Me siento en el sofá, sé que me abandonará. ¿Quién le ha dado la planta? Es un regalo que requiere esmero. Yo jamás le regalaría una. Me sirvo un vaso de ron y dejo la cabeza sobre el cojín de cuero. Miro al cielo, luego el reloj: era del viejo; no sé cuánto me darán: quizá pueda aguantar un par de meses con lo de la venta. Tengo lo necesario para vivir con Susana, lo estricto para sobrevivir modestamente. Sé que esto le molesta: le incomoda mi angustia mes a mes, la incertidumbre. Conoce mi situación: la menciono cuando inquiere una posible adopción. Se iba a casar, aquel hombre era pudiente pero las cosas no resultaron, desconozco la razón; sin duda, con la opción alterna, no tendría que verse obligada a la insatisfacción de sus deseos. Sé que no disfruta el sexo: su placer es autoprovocado y no hay amor en él; con una especial nostalgia, después de haber terminado el acto sexual, habla de otros amantes con miembros más ostentosos, mejores movimientos pélvicos, más salvajes, experimentados, diversas razas. Es ella la que pierde conmigo: me brinda compañía y un lugar donde acomodarme. Recostado en el sofá, tomando un poco de ron, le doy la razón: sufrió más de lo debido con esta irrupción. 
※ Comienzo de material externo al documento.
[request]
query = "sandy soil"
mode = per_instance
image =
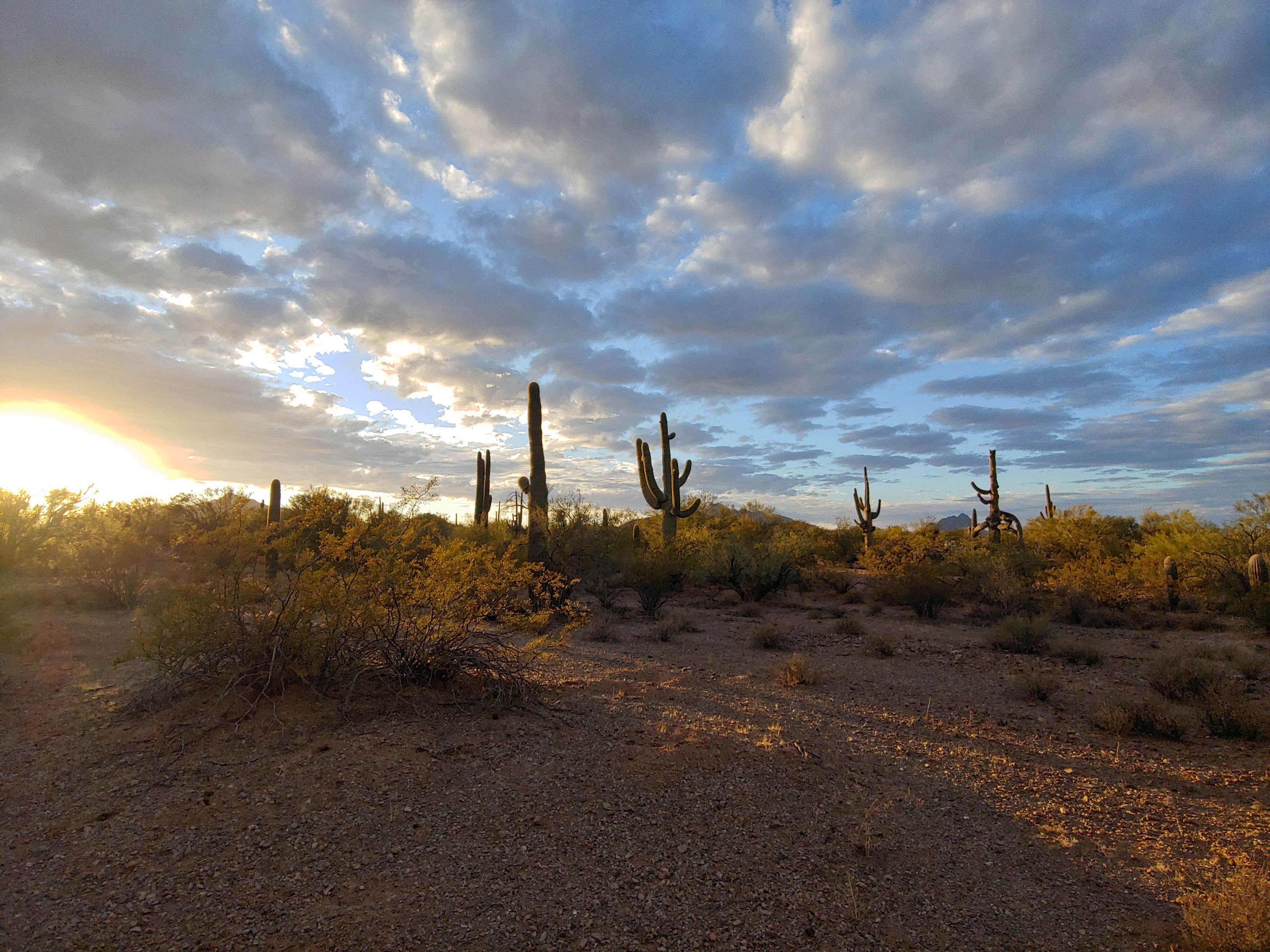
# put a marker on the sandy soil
(670, 796)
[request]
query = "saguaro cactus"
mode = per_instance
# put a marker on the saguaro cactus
(484, 500)
(997, 518)
(666, 500)
(535, 486)
(864, 514)
(1051, 511)
(275, 503)
(1172, 583)
(1259, 570)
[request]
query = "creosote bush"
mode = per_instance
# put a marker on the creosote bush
(1145, 718)
(1035, 684)
(1021, 635)
(769, 636)
(795, 672)
(1233, 917)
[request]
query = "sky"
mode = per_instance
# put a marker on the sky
(333, 242)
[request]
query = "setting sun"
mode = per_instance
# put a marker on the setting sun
(47, 446)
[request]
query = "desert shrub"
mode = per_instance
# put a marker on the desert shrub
(1235, 917)
(117, 550)
(1228, 714)
(32, 532)
(1187, 677)
(657, 576)
(1255, 606)
(754, 573)
(881, 645)
(1099, 617)
(601, 628)
(849, 628)
(1077, 652)
(1037, 684)
(797, 671)
(1021, 635)
(917, 587)
(1146, 718)
(770, 638)
(357, 605)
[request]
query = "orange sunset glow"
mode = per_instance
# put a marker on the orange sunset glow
(49, 446)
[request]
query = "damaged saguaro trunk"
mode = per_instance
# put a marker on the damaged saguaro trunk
(997, 518)
(535, 486)
(666, 500)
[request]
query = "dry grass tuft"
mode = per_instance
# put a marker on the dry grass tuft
(797, 671)
(769, 638)
(1232, 918)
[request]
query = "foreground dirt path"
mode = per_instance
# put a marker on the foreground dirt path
(675, 798)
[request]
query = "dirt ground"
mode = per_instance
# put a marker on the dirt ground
(667, 796)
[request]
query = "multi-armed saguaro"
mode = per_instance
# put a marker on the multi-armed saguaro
(667, 500)
(997, 518)
(864, 514)
(1051, 511)
(537, 485)
(484, 500)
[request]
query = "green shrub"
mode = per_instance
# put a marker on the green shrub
(917, 587)
(1185, 677)
(795, 672)
(1077, 653)
(1021, 635)
(1037, 686)
(1146, 718)
(770, 638)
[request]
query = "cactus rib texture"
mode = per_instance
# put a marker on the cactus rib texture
(667, 500)
(1051, 511)
(535, 486)
(864, 514)
(1259, 570)
(997, 518)
(484, 500)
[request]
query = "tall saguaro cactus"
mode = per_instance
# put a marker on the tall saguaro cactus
(275, 516)
(667, 499)
(484, 500)
(997, 518)
(535, 486)
(1051, 511)
(1259, 570)
(864, 514)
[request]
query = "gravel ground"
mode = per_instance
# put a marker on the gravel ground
(667, 796)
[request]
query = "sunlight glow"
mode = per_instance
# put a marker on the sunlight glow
(47, 446)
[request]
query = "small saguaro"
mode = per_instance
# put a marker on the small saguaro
(997, 518)
(535, 485)
(1172, 583)
(864, 514)
(1259, 570)
(275, 503)
(484, 500)
(1051, 511)
(667, 499)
Guardo lo poco que tengo en un maletín, termino de limpiar la casa y cierro la puerta. He dejado una pequeña nota pegada en la nevera, en ella le agradezco el tiempo invertido y su constante paciencia. Dejo las llaves con el celador y me dirijo a casa de mi hermano; no sé si Susana me buscará, si lo hace, seguro ese será el primer lugar al que llame; de todos modos, mandaré a decir que no me encuentro. Llego a su apartamento, me indican que ha salido desde la tarde, no dejó razón alguna. Me hago a la salida del edificio, prendo un cigarrillo y lo espero. Seguro Susana ha llegado a casa, ha visto la nota y ha llorado, o se ha molestado y ha llamado a aquel amante clandestino para que se mude con ella. Seguro no sólo lo invita a que pase a saludarla, también le avisa que lleve consigo algunas mudas de ropa. Las hojas cenicientas del tabaco vuelven a caer; lejos de Susana, se atraviesan y rebotan las explicaciones, de lado a lado en mi cabeza. Entonces la imagino en el cuarto que he organizado, viendo las plantas que he regado y la mugre que he barrido, sin entender muy bien una carta de despedida llena de condescendencia; llama a casa de mi hermano, ahora desocupada: nadie contesta. Tomo un taxi y regreso,  pregunto al celador si Susana ha llegado, éste disiente entregándome las llaves. Agarro el papel de la nevera y lo rompo, organizo de nuevo mis libros y mi escasa ropa, barro una última vez. Salgo a la terraza, veo las plantas y fumo un cigarrillo mientras espero a Susana, que minutos después baja de un taxi. 

La recibo con cariño y la sorprendo con la labor resuelta. Me abraza y adula: la casa ha quedado tan limpia como si lo hubiese hecho ella misma. Le pregunto por el viaje: me cuenta una historia tras otra que yo escucho con atención, hasta que calla y pregunta por mis días. Le digo que tenemos que hablar: confieso, abatido, que he sido infiel. Susana llora y pide una explicación: invento y describo con naturalidad, hay precisión y detalle; mi pobre mujer es comprensiva. Reclama y exige razones: no hay específicas. Estaba aburrido, le digo impasible, cauto. Me pide unos días, ofrece el sofá: valora la sensatez mas no percibe dolor, ni culpa. Acepto, me excuso en los nervios, seguro de su abandono.